I hope following these 5 articles that sesamoid sufferers can be treated with higher sophistication. Let’s follow a common flow of mechanical changes from Day 1 treatment of a patient that just injured their foot you believe is a sesamoid injury. I can only discuss the common flow of treatment, there are so many variations to work through.
- First Visit: Patient placed into CAM walker with a 1/2 inch accommodation of adhesive felt to off load the sesamoid. Recommend that the patient have bike shoes with embedded cleats or Hoka rocker shoes (or both) for transitioning out of the cast and orthotic dispense visit. And of course, if you use a CAM walker on one foot, you need to use a big Hoka or an EvenUp on the other foot to keep the spine fairly level. If a patient has such bad back pain that the thought of a CAM walker gives them pain, I have had good luck starting with the bike shoes with embedded cleats with some dancer’s padding (aka Reverse Morton’s extension).
- Second Visit: As the patient remains in the boot for 3 months, functional orthotic devices are ordered with inversion for any heel valgus (may simply be forefoot varus balancing) and rearfoot post with no motion, dancer’s padding, standard arch, and metatarsal padding. You want these ready about one month prior to coming out of the cast.
- Third Visit: Orthotic Dispense day. If the timing is not yet 3 months, the patient can replace the accommodative padding in the CAM walker with their new orthotic devices. It is advisable to have them walk around with the orthotic devices with their shoes as well, while in the office. This is also a very important time to begin or improve their foot and lower extremity strength.

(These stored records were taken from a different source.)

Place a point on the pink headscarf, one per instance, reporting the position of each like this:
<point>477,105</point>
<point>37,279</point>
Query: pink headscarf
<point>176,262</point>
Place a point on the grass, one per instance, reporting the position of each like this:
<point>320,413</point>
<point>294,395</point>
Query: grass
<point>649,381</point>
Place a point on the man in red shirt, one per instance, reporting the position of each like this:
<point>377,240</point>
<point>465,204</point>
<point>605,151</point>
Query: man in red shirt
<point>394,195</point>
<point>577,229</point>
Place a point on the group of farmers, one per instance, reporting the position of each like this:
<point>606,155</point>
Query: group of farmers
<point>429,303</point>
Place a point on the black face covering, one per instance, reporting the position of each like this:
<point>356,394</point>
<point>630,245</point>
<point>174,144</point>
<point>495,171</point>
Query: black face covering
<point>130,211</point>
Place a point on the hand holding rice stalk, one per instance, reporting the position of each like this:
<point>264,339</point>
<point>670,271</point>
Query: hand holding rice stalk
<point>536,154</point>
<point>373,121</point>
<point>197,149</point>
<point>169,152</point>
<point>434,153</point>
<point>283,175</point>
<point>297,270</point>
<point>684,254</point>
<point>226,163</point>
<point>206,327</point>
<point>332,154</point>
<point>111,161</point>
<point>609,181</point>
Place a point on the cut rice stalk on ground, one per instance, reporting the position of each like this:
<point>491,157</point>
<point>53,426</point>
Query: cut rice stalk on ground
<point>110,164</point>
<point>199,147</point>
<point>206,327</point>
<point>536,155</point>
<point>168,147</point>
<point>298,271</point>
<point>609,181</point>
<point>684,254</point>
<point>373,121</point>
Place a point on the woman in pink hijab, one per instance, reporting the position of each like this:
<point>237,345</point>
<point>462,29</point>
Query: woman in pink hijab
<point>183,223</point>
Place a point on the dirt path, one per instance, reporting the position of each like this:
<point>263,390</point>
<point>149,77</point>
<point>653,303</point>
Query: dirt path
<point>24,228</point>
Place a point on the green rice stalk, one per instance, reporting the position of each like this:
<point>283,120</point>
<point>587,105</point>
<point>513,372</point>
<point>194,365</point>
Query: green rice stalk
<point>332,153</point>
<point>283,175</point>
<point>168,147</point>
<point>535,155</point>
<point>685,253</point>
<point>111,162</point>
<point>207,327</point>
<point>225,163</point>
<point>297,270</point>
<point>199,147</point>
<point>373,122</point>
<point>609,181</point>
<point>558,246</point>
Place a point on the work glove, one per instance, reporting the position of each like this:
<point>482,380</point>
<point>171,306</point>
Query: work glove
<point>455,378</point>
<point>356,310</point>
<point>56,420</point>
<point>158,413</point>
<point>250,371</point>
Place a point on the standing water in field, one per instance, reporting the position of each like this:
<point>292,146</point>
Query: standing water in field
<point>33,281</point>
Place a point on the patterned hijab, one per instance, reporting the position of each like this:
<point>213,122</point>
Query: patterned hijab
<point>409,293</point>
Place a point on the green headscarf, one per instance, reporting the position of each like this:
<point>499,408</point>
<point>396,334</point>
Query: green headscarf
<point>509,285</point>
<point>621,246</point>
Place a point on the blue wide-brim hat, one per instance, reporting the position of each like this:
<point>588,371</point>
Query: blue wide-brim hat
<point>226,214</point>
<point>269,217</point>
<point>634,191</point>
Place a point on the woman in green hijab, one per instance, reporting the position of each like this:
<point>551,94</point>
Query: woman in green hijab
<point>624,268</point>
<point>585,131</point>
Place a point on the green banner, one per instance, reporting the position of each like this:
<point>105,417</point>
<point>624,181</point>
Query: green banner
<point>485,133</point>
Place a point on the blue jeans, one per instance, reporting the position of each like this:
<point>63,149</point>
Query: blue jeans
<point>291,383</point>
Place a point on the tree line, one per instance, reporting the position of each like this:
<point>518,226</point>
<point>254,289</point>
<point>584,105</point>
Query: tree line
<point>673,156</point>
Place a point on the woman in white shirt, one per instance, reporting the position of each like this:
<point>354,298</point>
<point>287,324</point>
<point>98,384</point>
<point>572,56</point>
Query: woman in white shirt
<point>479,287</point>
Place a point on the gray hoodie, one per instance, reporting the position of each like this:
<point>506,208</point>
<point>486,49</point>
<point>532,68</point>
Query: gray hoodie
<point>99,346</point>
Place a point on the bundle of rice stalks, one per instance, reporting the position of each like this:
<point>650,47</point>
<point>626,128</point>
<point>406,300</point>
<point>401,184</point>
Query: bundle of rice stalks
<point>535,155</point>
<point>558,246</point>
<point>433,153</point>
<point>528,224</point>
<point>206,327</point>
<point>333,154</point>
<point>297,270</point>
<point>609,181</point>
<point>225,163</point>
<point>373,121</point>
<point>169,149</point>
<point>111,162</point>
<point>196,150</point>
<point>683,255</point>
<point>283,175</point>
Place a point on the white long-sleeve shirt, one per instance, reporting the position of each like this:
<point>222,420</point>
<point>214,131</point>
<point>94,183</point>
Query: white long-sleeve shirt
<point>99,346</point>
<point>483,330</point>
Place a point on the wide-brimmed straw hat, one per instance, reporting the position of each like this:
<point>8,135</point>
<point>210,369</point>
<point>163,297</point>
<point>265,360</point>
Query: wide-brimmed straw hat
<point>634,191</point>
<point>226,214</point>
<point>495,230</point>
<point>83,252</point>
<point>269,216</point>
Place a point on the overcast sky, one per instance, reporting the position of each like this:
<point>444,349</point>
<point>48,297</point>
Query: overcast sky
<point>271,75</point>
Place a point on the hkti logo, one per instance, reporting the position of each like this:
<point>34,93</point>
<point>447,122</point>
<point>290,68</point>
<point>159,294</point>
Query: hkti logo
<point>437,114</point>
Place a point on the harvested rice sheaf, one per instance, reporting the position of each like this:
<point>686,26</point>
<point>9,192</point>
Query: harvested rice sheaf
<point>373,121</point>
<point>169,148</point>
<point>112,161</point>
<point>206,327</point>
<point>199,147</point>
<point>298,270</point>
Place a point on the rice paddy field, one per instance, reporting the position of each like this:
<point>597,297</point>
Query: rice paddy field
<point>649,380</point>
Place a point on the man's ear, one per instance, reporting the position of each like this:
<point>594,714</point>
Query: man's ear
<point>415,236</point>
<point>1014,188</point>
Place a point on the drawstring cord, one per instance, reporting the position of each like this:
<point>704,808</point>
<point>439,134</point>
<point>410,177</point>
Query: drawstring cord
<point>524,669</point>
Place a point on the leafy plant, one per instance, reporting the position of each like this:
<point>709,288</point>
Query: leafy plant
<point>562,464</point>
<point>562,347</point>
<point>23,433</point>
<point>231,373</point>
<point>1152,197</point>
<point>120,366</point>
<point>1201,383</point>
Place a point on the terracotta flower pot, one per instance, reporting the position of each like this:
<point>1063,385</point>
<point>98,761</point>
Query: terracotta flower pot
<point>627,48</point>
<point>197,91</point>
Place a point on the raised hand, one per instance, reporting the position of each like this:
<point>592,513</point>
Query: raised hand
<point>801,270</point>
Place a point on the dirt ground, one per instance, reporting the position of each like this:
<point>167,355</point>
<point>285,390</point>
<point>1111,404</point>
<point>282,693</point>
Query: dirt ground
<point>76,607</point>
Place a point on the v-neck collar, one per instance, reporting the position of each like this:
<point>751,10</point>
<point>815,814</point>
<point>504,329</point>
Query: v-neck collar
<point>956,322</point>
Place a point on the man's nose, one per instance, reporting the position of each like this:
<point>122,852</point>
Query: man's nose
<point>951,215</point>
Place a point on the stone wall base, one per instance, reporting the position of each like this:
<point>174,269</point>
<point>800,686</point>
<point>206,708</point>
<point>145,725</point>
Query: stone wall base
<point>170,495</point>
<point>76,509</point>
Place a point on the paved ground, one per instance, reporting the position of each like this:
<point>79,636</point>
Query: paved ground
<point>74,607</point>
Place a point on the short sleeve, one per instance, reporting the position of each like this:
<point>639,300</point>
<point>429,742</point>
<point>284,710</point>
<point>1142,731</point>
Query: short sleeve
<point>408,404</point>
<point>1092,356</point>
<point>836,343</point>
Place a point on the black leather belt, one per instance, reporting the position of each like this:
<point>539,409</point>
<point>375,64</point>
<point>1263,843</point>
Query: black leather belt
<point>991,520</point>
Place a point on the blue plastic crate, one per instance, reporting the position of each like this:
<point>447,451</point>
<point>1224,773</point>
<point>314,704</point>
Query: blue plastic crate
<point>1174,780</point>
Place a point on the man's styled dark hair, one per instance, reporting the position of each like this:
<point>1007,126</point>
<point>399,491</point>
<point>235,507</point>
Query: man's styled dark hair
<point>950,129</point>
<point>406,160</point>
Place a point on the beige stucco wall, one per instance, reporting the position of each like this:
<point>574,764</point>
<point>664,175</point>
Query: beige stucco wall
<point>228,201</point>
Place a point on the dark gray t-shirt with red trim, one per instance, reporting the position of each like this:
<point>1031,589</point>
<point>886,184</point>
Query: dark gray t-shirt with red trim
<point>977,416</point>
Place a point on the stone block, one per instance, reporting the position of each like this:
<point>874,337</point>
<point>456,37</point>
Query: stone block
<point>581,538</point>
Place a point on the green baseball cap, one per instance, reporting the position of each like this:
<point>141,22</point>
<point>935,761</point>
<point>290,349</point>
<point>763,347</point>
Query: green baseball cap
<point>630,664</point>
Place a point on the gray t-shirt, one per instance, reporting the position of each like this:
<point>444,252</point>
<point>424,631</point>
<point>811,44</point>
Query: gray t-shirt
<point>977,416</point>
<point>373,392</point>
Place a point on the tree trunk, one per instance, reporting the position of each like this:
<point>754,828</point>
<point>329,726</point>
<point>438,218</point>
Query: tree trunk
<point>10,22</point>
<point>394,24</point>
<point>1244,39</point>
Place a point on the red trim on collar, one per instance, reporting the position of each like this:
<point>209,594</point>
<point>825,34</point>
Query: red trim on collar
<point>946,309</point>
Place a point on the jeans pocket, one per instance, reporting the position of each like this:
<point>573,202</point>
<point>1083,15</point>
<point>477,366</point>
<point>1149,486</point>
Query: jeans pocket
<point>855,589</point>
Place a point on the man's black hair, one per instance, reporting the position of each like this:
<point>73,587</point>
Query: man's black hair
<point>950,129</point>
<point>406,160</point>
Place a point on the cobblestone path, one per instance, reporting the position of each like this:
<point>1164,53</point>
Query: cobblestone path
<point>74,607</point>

At 3 months, you will typically be leaving the Immobilization Phase and entering the Re-Strengthening Phase. Each evening they should have 5 or more exercises to do so that they can progress.
- Fourth Visit: Typically at 3 months, as each visit is normally a month apart, you begin to wean from the boot. There will be a one month or less transition from boot to shoes full time adding 30 minutes daily to standing and walking time. There should not be an increase in pain during this transition. For most patients, two weeks is enough. The patient should know the skill of spica taping and applying Cluffy wedges if the pain is more than 0-2. These skills can be utilized even while in the removable boot.
Typically the patient will continue to use an Exogen bone stimulator (electric stimulators are great when you
have a fracture gap to close) for 9 months total.
The deep swelling the patients have from their injury, especially edema within the bone, is best treated with
nightly contrast baths.
Using a 10 minute ice pack right after any flares and for several days minimizes the chance
of a significant set back.
- Fifth Visit: Assuming that you have managed to wean them from their removable boots while maintaining 0-2 pain levels, they are ready to begin to get back to their activity. It is ideal to spend 1-2 months in this Return to Activity Phase gradually adding increased stress to the tissue. Runners do well in some form of Walk/Run 10 step program to get back to 30 minutes of straight running. Any activity can be started with a less stressful activity and gradual change. Here you may use a PT to help.
- Sixth Visit: This can be the final check, although I personally prefer 3 month followups until they are back to full activity. 20% of patients will not be perfect at this point. To keep their pain levels down, they have to accept some disability. This is the time to experiment with PT, different orthotic designs, make sure that they are doing icing/contrast bathes each day, and repeat the MRI (however this may be the first one also). It is a time to experiment with another month of temporary immobilization (4 hours daily in a CAM walker, spica taping, figuring out which Hoka MetaRocker is the best for them). The patient did their job at controlling pain at 0-2, but increased activity is not allowed as it would increase the pain. This is a perfect time to re-assess their mechanics, and perhaps make new orthotic devices with more pronation control or just more softness in the design at the ball of the foot area. When you made their first orthotic device, you only had some basic information, and not a good assessment of gait, their sport of choice, vast array of shoes to select, etc. It is common that they need one or two different styles of orthotic devices at this time.